One of the report’s coauthors maintained that the sites did not spark an increase in criminal behavior nearby. “We did not observe any increase in crime or disorder or any of the things that people worry about when they see an overdose prevention site opening,” Brandon del Pozo, an assistant professor of medicine at Brown University and a former NYPD precinct commander, told the Times.

It’s a powerful claim, especially coming from a former New York City cop. The report he coauthored notes, but downplays, an increase in “aggravated assaults,” and focuses instead on “overall” crime.

Per the report: “There is evidence of a comparative 30.4% increase in aggravated assaults, offset by a 19.7% decrease in simple assaults. While interpreting these estimates is speculative, we note the distinction between aggravated and simple assaults can be arbitrary, depending on how an incident is reported and the use of police discretion in how it is classified. Neither result was statistically significant.”

But the report’s own detailed data in fact shows a statistically significant and meaningful increase in aggravated assaults in the vicinities of the safe-injection sites relative to the control-site vicinities.
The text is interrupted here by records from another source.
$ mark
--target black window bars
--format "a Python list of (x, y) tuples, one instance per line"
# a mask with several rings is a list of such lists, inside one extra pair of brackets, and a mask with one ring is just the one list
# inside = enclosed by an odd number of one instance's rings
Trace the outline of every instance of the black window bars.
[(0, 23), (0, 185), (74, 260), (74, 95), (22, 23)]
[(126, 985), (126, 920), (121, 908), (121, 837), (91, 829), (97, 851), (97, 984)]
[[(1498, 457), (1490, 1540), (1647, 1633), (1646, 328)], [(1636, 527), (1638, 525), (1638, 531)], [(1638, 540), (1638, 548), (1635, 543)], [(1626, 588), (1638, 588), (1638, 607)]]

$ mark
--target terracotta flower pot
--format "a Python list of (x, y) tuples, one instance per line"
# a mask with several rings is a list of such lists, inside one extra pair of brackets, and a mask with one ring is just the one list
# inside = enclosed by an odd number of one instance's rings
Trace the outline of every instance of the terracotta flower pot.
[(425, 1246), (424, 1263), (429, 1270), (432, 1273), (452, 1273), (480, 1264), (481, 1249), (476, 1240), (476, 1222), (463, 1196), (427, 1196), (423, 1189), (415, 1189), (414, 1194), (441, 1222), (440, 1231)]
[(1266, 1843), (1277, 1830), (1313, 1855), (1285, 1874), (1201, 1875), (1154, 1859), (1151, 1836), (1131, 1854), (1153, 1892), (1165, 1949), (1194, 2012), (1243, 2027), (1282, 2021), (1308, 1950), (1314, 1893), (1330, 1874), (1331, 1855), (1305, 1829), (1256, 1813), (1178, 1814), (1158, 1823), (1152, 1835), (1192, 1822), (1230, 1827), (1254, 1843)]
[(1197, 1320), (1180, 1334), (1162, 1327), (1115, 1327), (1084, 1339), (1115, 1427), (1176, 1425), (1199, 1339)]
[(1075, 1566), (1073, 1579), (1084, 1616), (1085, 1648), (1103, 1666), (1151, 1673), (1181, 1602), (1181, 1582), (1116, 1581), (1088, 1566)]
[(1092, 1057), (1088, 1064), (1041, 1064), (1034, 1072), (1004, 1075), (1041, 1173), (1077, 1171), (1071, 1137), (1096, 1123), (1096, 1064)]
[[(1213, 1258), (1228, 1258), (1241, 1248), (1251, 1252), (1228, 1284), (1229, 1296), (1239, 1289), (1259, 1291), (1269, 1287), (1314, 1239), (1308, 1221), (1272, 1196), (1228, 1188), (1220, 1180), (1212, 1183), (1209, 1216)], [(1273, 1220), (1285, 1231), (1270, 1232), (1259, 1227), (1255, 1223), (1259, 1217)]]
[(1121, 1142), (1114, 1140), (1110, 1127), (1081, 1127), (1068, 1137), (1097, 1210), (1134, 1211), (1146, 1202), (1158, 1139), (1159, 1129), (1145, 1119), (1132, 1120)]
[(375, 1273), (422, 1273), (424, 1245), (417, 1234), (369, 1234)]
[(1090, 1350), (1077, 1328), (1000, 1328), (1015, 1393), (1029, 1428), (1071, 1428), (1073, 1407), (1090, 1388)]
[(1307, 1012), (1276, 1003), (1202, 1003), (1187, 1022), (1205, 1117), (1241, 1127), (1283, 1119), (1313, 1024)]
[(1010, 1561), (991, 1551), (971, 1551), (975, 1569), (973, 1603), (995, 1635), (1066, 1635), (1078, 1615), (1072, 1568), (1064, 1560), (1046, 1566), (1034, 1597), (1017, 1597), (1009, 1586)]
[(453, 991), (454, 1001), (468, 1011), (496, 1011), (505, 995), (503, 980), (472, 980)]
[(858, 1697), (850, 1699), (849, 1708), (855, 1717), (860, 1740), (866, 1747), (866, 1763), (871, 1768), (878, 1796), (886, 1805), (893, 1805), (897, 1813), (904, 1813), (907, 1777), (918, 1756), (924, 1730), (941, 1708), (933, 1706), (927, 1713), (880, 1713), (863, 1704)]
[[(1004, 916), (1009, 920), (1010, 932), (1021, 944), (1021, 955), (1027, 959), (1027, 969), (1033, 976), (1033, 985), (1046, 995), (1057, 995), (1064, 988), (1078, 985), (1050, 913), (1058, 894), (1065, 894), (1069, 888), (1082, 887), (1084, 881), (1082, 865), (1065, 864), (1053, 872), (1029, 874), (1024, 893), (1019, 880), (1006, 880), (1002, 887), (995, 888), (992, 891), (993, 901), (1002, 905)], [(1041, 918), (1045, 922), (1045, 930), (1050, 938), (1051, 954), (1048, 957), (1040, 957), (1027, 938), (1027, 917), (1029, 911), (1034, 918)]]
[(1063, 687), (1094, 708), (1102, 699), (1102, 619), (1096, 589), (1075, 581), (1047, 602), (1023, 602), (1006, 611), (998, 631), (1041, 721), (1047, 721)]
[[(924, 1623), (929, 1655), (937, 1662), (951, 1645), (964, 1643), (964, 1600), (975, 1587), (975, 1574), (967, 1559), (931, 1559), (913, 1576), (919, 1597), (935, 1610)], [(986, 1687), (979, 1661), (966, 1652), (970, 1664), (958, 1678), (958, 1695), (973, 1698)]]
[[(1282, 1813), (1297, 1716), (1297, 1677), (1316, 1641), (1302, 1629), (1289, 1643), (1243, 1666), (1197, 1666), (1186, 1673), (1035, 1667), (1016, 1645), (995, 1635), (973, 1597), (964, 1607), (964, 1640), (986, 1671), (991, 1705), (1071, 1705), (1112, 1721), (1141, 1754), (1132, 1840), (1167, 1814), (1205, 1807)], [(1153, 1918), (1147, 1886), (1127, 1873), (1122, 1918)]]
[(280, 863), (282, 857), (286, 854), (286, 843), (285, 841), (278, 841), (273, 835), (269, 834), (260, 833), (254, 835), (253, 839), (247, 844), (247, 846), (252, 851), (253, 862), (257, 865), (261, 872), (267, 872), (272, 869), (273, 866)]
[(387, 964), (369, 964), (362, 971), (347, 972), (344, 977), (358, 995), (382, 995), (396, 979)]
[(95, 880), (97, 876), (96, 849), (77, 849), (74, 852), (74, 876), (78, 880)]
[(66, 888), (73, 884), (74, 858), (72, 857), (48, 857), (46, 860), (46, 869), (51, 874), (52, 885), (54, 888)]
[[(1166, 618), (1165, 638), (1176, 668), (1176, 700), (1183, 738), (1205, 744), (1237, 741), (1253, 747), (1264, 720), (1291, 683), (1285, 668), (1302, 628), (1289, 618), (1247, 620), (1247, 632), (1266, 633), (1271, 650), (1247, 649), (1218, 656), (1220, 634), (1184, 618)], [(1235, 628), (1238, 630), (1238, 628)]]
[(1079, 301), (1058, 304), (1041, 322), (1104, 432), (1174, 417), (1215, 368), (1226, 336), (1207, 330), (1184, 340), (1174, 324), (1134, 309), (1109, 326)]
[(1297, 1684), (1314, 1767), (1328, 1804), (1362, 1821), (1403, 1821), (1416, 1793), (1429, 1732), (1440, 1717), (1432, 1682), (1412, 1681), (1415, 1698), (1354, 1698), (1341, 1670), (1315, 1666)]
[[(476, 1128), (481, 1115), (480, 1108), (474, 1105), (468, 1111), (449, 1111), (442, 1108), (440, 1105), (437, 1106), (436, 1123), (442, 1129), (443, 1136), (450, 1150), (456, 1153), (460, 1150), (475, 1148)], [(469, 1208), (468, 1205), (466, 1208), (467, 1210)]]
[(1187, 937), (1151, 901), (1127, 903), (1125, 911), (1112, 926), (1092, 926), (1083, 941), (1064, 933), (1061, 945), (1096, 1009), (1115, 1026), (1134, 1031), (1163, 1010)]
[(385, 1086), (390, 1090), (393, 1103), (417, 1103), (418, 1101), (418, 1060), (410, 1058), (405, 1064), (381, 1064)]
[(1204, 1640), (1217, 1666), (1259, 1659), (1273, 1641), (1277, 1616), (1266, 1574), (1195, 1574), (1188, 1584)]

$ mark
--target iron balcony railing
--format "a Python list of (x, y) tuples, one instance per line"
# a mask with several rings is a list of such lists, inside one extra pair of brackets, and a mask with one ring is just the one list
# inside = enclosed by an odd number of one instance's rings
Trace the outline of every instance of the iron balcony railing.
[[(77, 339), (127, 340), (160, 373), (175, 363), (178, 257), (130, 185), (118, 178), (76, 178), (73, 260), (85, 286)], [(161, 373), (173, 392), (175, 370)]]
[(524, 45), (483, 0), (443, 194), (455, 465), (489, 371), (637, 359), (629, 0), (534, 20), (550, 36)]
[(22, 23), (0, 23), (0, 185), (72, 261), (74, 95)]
In response, Jay Xu, a doctoral student at UCLA School of Public Health, and Los Angeles attorney Jeffrey Koenig, raised these concerns in the JAMA paper’s comments section. The authors, they wrote, “elected to communicate their study’s findings pertaining to violent crime by constructing a ‘violent crime’ category that pools simple and aggravated assaults together with murders and robberies,” and “adopted a decidedly optimistic tone when summarizing their study’s overall findings regarding crime.” Further, they said, the authors in their key-points section “state that ‘initial data from NYC do not support . . . concerns about crime and disorder [as a result of the potential] expansion of [SISs] in US cities,’” a characterization that Xu and Koenig claimed was “overly rosy as not all crimes are equally severe, and a potential ‘safe injection site’ attributable increase in aggravated assaults is undoubtedly a matter of public concern.”

Del Pozo responded in JAMA by claiming that a typesetting mistake made it appear that aggravated assault was among the categories for which he and the other authors found no statistically significant changes. In fact, he said, the finding of no statistical significance should have been applied to “overall violent and property crime.” Del Pozo does not claim, though, that the specific assault data spotted by Xu is not significant—he just doesn’t mention it. The key point remains: the report’s own findings include a statistically significant increase in aggravated assaults, even though crime overall might be said to have declined because of a drop in “pooled” arrests and nonviolent crime.

Common sense suggests a plausible explanation for a finding of increased aggravated assaults in the two neighborhoods. People who use the safe-injection sites must first obtain illegal hard drugs. It’s highly likely that they would acquire the cash to do so by stealing money or valuables by assaulting people in the neighborhood. What’s more, the study’s finding that arrests have declined is far from reassuring in light of political pressure on police not to arrest “nonviolent” criminals like drug users.

This is more than a dispute about statistics. The question of whether to countenance hard drug use is a crucial one for quality of life in big cities. Yes, those using heroin and fentanyl under the supervision of a medical professional are less likely to overdose—in that moment. But before this essentially useless observation is spread like a new gospel across the country, there is much more to consider, including the impact of such sites on surrounding neighborhoods.